1980'lerin ilk yarısında bütçe harcamalarının yaklaşık beşte birini oluşturan yatırım harcamalarının payı, devletin iyice borç sarmalına girmesi ve borçlanma maliyetlerinin aşırı yükselmesi sonucu giderek düşmeye başladı. 1992 yılında yüzde 14.5 olan bütçede yatırım payı, izleyen yıl yüzde 11.7'ye, 1994'te yüzde 8.5'e, 1995'te yüzde 6'ya, 2001'de ise yüzde 5.1'e kadar indi. Uzun yıllar bu dolayda kalan oran, 2005'ten itibaren yavaş da olsa yükselmeye başladı. Anılan yıl yüzde 7.8'e çıkan yatırımların payı, 2006'da yüzde 8'i, 2008'de yüzde 9'u aştı. Bütçe giderleri içinde yatırıma ayrılan pay 2010 yılında yüzde 11.1 oldu, 2011 yılında ise yüzde 11.9'la son 19 yılın en yüksek düzeyinde gerçekleşti. 
2012'de ne olur?
Küresel finans sisteminde artan belirsizlikler ve yeni bir ağır krizin eşiğinden dönme çabalarının sürdüğü konjonktürün Türkiye'yi de olumsuz etkilemesi sonucu faiz oranları son dönemde yeniden artışa geçti. 2012 bütçesinin toplam büyüklüğü 350.9 milyar lira olarak bağlanırken, bunun içinde faiz ödemeleri için 50.3 milyar TL faiz ödeneği ayrıldı. Buna göre 2012'de toplam bütçe harcamalarının yüzde 14.3'ü oranında bir faiz ödemesi öngörüldü. 2011'e göre toplam bütçe büyüklüğü yüzde 12, faiz ödeneği ise yüzde 19 artırıldı.

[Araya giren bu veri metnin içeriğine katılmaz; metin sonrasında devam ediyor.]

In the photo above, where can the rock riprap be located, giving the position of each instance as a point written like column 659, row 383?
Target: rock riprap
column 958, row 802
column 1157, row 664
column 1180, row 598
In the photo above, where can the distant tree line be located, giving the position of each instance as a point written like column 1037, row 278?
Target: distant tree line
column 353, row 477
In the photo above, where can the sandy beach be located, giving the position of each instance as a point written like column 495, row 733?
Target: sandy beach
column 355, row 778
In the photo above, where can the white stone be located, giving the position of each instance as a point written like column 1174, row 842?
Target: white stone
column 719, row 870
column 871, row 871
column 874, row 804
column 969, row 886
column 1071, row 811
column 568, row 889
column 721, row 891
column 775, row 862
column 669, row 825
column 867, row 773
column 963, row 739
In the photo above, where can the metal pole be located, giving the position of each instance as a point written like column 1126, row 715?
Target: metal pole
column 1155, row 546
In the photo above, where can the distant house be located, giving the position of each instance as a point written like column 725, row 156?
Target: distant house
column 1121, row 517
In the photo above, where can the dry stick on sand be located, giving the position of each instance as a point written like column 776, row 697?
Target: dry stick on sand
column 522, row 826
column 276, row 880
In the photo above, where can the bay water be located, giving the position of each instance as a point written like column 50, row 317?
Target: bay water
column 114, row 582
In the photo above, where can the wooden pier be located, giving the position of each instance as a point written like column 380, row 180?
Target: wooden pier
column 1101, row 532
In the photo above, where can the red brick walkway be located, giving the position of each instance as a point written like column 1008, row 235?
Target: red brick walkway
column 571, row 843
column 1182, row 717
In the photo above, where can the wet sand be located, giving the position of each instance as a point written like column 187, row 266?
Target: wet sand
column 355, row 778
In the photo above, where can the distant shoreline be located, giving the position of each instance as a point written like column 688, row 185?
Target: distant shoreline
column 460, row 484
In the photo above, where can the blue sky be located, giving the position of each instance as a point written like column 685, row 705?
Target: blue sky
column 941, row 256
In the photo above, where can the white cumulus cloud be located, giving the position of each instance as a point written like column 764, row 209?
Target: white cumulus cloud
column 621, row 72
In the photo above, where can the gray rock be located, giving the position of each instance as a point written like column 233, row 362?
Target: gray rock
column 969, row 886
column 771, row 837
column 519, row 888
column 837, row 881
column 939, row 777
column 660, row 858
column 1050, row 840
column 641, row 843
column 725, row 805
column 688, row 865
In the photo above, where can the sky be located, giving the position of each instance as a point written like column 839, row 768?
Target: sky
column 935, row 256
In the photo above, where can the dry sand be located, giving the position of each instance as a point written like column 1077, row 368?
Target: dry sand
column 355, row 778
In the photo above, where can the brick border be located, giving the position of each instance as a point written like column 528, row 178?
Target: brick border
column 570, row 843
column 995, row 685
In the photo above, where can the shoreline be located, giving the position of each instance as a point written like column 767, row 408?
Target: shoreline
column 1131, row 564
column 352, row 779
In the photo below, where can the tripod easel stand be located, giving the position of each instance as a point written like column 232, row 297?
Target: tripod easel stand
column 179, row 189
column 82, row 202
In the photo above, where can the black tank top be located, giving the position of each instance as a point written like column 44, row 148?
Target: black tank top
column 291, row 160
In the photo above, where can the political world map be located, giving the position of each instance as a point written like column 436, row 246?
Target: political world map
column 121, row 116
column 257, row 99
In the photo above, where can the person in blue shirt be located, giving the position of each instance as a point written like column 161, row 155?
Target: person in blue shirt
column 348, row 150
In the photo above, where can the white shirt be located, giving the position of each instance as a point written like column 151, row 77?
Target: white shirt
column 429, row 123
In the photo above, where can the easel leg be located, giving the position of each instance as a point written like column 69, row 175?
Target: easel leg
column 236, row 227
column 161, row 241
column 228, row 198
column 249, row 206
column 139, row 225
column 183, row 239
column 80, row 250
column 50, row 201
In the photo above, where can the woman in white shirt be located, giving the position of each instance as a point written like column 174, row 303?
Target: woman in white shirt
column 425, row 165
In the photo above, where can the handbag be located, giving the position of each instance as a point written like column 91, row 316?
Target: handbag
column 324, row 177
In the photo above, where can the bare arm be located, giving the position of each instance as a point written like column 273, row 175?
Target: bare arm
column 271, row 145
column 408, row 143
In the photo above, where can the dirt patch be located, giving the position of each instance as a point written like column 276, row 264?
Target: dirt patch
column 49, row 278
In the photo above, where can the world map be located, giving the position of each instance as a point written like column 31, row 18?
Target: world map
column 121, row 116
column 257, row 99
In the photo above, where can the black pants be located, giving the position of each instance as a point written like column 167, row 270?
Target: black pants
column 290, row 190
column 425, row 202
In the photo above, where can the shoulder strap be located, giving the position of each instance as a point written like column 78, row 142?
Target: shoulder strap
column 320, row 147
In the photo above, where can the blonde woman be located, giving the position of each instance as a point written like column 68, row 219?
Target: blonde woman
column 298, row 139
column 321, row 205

Ancak bu yıla ilişkin projeksiyonlar, içinde bulunan konjonktürün daha da negatife dönmesi olasılığını içinde barındırıyor. Toplam bütçe harcaması ve faiz ödemesinde gerçekleşmenin, küresel sistemdeki gelişmelere bağlı olarak değişebileceği belirtiliyor. 2011 yılında da benzer kaygılarla faiz ödeneği 47.5 milyar TL ile yüksek tutulurken, gerçekleşme 42.2 milyar lirada kaldı. Başlangıç hedeflerine göre 2011 yılında bütçenin yüzde 15.2' si oranında bir faiz ödemesi öngörülürken, gerçekleşme yüzde 13.5 oldu. Bu yıl da benzer bir gelişme yaşanma olasılığı bulunuyor. Ancak, küresel koşullardaki olumsuzlukların artması durumunda ise öngörülen düzeyin de aşılması riski bulunuyor. 

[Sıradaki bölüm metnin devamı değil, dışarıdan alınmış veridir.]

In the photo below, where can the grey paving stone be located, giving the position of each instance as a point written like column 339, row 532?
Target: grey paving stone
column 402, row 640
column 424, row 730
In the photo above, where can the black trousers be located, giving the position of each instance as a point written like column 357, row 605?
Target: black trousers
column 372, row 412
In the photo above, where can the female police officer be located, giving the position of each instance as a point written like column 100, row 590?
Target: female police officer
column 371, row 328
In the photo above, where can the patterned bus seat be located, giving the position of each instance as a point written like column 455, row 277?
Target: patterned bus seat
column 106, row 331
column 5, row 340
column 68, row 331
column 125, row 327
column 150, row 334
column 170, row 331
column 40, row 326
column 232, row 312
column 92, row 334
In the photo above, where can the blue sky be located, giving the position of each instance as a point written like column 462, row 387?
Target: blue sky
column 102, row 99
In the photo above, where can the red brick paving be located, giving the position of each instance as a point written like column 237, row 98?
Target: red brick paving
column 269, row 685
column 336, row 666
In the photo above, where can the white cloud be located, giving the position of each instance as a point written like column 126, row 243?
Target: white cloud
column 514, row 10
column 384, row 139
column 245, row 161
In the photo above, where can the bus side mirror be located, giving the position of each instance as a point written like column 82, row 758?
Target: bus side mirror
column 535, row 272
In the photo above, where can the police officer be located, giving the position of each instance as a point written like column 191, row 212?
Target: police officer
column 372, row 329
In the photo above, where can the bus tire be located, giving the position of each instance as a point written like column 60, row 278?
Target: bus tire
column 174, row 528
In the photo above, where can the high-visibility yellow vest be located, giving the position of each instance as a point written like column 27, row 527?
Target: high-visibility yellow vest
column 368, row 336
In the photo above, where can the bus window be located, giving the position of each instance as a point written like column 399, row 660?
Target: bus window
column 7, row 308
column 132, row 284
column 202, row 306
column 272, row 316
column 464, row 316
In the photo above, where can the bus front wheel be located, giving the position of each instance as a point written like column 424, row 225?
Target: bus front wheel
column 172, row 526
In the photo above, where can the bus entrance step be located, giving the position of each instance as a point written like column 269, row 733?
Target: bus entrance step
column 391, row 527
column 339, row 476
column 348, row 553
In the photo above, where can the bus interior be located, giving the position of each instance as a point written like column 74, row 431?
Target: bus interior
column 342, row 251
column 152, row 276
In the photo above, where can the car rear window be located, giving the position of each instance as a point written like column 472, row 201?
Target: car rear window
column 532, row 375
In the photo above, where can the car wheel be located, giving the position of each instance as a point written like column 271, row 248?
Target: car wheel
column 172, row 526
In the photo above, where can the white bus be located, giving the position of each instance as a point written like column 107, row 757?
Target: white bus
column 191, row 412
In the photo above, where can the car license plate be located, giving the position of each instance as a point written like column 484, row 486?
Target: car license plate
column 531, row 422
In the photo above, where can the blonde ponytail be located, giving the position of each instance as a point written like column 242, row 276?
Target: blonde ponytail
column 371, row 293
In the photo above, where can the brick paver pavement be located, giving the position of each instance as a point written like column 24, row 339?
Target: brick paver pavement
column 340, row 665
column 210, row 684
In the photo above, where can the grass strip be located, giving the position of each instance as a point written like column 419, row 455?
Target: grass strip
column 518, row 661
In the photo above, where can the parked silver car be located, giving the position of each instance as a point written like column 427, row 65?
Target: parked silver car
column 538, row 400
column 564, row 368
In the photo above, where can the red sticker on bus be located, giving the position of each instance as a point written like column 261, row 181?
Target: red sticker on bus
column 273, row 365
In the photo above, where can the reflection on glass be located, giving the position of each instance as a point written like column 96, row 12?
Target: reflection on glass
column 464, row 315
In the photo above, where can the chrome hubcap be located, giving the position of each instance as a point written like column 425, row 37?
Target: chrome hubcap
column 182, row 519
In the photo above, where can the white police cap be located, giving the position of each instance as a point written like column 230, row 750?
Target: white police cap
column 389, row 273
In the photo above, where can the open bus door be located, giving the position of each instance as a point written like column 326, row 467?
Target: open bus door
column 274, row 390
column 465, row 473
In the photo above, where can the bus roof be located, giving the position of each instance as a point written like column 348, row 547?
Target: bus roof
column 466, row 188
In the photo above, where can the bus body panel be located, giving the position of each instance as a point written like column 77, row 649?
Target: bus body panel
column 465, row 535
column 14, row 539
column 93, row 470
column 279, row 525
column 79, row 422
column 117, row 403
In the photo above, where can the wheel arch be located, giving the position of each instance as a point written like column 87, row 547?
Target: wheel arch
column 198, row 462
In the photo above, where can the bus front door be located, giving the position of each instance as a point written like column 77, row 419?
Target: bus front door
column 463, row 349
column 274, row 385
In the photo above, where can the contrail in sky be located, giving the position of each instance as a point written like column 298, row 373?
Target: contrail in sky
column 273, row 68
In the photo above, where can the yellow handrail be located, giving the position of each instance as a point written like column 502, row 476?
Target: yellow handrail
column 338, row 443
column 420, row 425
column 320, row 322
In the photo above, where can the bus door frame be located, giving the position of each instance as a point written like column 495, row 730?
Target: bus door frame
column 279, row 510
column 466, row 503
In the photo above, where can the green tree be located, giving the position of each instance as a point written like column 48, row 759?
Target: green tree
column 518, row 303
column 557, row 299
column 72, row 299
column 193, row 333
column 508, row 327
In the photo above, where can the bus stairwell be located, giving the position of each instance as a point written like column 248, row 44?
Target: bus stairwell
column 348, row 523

2012 yılında toplam bütçe büyüklüğünün yüzde 9.2'si oranında 32.2 milyar liralık yatırım ödeneği ayrıldı. Yatırım ödeneği, geçen yılki gerçekleşmenin yüzde 14.1 altında kaldı. Ancak, geçen yıl yatırım harcamalarında başlangıç ödeneğinin çok üzerine çıkılması, bu yıl da ekonomideki gelişmelere bağlı olarak bu ödeneğin ve bütçedeki payının daha yüksek çıkabileceğini gösteriyor.